Simone Says

Simone Says is an effort to develop a software environment for teaching basic language skills to young, language-disordered children, especially those with autistic spectrum disorders (ASD). The significant language delays and impairments in this population often co-occur with a marked preference for computer rather than human interaction, strong visual processing skills and rote memory, age-appropriate articulation, and preferential attention for language that is patiently repeated with little or no variation in prosody, word choice, or syntactic structure (for example, television commercials and videos). In other words, the weaknesses and strengths of children with ASD pair particularly well with the strengths and weaknesses of current Artificial Intelligence (AI) technology, especially leading-edge speech recognition, language processing, and computer-aided instruction. By combining such technology in a clinically-informed way, we may be able to create both a uniquely useful tool for remediation and a platform for studying the language acquisition process in impaired populations.

Educational and clinical techniques for stimulating language in children with ASD focus on achieving a complete, speech-to-speech, communicative loop. Research and practice both stress the need for achieving engagement and sustaining the motivation to use language in functionally appropriate ways. Of particular concern is the area of social communication, and much therapeutic effort is spent on pragmatic skills like conversational turn taking and establishing joint attention (for example, understanding the need to specify the large book when two books are present but only one should be taken). In contrast, current software options consist primarily of comprehension drill for vocabulary and syntax, with interaction that is mouse- or keyboard-based rather than verbal.
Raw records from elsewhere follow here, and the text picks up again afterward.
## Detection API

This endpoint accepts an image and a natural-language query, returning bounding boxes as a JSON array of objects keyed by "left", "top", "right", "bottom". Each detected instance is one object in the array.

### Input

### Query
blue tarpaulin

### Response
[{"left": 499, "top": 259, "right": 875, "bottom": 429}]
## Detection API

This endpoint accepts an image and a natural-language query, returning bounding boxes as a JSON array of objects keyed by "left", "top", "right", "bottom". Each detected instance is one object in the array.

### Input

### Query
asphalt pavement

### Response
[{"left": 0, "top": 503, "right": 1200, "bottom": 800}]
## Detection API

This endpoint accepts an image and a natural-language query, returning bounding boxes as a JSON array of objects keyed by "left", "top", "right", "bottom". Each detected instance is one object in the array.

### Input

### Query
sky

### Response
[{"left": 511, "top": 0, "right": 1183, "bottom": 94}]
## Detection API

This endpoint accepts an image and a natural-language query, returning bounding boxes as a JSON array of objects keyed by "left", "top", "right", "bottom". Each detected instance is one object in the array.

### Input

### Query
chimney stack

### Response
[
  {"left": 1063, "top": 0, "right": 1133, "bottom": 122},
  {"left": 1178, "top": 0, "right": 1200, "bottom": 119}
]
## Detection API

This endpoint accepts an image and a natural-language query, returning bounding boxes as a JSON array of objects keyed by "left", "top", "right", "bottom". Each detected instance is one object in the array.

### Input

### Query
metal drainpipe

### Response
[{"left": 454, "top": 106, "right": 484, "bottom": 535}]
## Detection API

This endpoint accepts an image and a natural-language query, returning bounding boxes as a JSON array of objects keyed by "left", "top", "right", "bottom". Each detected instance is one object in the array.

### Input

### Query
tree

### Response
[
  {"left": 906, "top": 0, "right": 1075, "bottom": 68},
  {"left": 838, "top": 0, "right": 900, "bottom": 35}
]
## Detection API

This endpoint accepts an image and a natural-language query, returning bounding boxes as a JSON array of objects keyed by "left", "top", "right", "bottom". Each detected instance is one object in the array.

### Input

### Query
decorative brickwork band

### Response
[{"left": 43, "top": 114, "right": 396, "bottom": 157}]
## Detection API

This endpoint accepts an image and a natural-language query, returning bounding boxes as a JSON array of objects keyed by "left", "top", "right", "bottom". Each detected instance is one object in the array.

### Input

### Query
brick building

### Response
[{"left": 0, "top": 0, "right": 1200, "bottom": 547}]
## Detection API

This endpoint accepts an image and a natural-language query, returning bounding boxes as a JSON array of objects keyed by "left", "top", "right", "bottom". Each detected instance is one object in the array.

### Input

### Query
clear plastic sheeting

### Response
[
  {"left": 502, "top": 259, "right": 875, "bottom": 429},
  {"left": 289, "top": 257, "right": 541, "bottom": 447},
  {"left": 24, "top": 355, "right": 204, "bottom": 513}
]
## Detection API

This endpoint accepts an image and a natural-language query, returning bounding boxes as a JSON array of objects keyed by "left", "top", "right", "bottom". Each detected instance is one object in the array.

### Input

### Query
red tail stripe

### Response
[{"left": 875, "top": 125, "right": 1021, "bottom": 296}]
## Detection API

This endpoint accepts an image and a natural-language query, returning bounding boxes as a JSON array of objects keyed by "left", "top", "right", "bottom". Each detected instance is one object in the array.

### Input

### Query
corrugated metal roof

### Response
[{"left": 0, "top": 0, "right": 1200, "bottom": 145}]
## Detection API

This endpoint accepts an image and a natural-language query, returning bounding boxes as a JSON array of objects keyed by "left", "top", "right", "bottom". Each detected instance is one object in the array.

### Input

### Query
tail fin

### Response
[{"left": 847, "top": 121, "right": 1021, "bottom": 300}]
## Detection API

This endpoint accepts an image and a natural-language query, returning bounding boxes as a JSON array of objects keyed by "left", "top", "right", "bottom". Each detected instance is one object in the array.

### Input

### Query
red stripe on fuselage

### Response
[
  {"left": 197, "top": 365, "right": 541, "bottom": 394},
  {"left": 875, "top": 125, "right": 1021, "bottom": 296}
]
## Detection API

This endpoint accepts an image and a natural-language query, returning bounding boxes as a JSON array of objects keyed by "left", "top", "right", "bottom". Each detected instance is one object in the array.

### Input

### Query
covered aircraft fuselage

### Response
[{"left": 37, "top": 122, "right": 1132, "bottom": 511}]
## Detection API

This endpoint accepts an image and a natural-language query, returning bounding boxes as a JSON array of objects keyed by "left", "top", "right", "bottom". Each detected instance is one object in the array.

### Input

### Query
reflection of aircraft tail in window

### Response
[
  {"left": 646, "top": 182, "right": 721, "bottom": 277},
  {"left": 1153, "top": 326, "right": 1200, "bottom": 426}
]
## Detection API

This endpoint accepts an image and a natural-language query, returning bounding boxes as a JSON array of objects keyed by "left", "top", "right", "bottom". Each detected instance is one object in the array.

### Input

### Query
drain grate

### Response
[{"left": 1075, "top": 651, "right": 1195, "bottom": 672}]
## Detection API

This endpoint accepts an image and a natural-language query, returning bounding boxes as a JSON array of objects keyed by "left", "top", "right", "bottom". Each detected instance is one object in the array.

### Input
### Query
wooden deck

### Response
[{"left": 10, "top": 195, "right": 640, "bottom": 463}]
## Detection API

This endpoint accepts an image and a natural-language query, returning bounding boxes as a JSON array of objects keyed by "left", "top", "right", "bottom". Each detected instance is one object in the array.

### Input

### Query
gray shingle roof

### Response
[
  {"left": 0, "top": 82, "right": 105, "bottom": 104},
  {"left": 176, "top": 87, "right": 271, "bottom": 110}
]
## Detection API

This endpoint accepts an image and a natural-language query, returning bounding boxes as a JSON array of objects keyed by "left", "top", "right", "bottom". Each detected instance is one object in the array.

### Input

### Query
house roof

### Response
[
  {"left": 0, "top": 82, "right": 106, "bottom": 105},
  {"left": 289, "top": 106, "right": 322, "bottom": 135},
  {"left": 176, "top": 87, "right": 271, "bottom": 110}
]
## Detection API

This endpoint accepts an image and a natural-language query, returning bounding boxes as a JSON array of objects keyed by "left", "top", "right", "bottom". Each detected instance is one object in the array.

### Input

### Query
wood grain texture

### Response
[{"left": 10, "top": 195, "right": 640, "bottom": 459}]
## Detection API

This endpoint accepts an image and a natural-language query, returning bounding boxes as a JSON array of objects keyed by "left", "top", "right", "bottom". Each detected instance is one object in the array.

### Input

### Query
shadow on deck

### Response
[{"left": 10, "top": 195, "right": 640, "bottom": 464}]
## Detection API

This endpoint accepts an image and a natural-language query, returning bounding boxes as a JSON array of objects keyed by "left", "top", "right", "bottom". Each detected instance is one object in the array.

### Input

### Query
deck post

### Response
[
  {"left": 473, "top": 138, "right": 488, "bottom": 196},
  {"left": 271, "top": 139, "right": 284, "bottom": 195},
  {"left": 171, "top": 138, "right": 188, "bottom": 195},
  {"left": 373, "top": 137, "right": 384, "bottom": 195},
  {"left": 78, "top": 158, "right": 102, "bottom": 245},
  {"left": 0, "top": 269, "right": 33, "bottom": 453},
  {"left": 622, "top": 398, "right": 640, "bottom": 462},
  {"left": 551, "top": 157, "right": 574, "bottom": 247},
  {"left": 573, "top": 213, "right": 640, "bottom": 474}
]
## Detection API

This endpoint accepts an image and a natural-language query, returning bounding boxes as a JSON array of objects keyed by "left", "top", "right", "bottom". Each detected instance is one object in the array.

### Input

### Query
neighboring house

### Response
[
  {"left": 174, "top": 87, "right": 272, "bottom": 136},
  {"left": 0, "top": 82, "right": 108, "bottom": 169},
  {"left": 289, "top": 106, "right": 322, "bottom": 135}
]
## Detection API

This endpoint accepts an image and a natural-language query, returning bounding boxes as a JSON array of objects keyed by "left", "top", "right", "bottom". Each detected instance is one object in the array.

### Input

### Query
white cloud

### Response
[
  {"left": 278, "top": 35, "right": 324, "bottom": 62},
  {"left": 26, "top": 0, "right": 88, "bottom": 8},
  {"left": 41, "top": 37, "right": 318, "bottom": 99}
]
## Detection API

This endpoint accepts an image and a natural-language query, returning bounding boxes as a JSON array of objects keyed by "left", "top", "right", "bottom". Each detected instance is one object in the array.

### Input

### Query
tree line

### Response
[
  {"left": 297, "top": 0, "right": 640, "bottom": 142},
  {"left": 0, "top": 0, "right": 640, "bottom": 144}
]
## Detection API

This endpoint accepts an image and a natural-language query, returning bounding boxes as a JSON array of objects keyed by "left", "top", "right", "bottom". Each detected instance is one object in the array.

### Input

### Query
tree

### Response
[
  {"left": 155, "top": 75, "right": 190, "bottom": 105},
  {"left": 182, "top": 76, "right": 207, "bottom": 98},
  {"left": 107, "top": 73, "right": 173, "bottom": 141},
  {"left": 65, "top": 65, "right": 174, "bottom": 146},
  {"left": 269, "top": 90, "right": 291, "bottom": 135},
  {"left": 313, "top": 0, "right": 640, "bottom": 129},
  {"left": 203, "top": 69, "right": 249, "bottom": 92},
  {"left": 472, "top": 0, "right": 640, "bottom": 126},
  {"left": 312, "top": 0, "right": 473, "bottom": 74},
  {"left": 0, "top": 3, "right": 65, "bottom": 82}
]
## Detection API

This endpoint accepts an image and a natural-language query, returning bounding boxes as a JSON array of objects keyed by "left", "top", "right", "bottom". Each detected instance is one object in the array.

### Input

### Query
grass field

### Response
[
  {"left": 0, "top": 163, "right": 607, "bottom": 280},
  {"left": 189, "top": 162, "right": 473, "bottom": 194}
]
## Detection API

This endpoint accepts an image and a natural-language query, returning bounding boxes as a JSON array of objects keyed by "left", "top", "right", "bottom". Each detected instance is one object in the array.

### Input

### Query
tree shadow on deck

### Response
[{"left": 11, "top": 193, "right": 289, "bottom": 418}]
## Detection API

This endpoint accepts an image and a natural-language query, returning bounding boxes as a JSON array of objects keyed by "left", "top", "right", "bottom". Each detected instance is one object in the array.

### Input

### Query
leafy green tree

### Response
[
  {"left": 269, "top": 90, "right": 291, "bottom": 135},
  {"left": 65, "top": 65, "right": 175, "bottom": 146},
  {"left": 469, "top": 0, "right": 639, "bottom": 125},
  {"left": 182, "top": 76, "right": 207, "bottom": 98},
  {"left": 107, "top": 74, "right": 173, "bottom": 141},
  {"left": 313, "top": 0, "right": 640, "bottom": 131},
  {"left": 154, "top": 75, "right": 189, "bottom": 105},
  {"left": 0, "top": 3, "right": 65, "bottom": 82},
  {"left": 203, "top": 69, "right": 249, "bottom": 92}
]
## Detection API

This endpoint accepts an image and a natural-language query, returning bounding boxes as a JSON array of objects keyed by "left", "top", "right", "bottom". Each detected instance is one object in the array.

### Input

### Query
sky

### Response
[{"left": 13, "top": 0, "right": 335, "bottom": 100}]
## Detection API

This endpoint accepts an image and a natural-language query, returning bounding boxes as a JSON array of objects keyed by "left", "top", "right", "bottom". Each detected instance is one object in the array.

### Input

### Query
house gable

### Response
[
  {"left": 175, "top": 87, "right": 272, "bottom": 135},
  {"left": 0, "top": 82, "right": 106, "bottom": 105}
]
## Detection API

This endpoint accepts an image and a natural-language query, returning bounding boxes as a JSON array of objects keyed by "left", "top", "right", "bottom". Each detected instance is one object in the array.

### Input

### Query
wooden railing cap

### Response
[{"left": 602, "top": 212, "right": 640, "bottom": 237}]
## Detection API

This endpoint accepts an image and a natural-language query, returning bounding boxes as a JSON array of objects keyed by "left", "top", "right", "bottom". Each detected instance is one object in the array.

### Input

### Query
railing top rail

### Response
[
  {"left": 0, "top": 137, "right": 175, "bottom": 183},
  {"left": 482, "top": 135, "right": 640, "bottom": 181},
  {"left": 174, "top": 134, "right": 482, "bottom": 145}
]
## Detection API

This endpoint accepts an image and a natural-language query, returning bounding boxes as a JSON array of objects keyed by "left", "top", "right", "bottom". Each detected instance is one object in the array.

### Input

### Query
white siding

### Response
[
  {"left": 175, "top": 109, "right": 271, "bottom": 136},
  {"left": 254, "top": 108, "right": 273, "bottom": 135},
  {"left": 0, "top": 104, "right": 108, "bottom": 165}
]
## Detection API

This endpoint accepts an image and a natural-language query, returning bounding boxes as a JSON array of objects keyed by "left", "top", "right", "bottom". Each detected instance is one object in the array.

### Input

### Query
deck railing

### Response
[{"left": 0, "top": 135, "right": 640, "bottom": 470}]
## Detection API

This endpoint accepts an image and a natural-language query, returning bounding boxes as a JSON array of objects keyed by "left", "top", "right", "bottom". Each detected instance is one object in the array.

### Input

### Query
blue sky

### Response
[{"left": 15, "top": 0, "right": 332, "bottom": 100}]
Existing software that provides speech-based turn taking (for example, IBM's SpeechWriter products) targets only the acoustic level, with a focus on reinforcing prosodic features such as pitch and duration.

Unlike other software intervention, Simone Says is intended to be a speech-based, interactive environment for young, non-mute children with ASD. The system combines sound clinical practice with the engaging features found in off-the-shelf early learning software, including child-centered control, animation and sound, and readily-available help in the form of animated character guides. It is designed to create opportunities for meaningful, verbal language practice across a wide range of linguistic tasks in a simple social world. Tasks cover vocabulary, basic syntax, semantics and pragmatics, joint attention, conversational turn taking, and simple conversational repair. The system's interactive loop consists of (1) the presentation of a visual image, (2) the production of a referentially meaningful speech act by the child (or modeled by subdialog with Simone the cat or another character), and (3) a natural-consequence animation sequence as reward. The visual stimuli consist of common, everyday objects, actions and situations, both to teach functionally useful vocabulary and to maximize the likelihood of practice and transfer in the home and school settings. Multiple examples of each stimulus are generated automatically within relevant dimensions of variability (for example, color and size) in order to increase the likelihood of generalization.

To create interactions like these requires a number of advanced technologies. A primary requirement is a speaker-independent, continuous speech recognition system (such as SPHINX-II, developed at Carnegie Mellon University) with an acoustic model that can be adapted to young children's voices. Simone Says also requires a method for dynamically tracking the child's language development (CHAMP, also developed at CMU) in order to construct the next target example and provide a constrained language model to the speech recognizer. Finally, the system must have a method for translating the linguistic description of the next example into a visual image and animation that can dynamically accommodate variation along dimensions such as color, size, number of objects, participation of animated characters, and substitution of objects from the same semantic class. The off-the-shelf animation authoring environment Director seems to be adequate to this task. Each of the components is understood well enough to make the implementation of Simone Says possible.

Part of the motivation for building Simone Says is that it provides a platform for collecting data and testing hypotheses that, in turn, can inform our models of human language processing. Such an environment can answer questions about the efficacy of the technology (for example, is there demonstrable growth in language during human-computer interaction, as measured by response latency, errors, generalization, etc.?). Beyond such straightforward questions, however, a computational system also makes it practical to systematically examine relationships between language learning and other factors such as rate of repetition, the variability (or constancy) of prosodic, lexical, and syntactic information in the environment, importance of non-verbal cues like gaze-following and pointing, and the likelihood of skill transfer to human-human interaction given different environmental simplifications. Understanding these relationships empirically in well-controlled, reproducible experimental settings (like an instrumented computer environment)is important to researchers in cognitive science, language development, and autism.

The more compelling reason for this work, however, is what it can mean to children with autism and, eventually, the 3-5% of all children who enter school with a language disorder. The lesson from the new therapeutic focus on early intervention is quite clear: acquiring age-appropriate language has a profound effect on behavior, socialization, and the long-term prognosis for an independent adulthood. By providing meaning-based interactive experiences that range linguistically from vocabulary-building to simple social discourse, Simone Says may be the first chance for children who need it to learn the efficacy of language from a constantly available, infinitely patient teacher.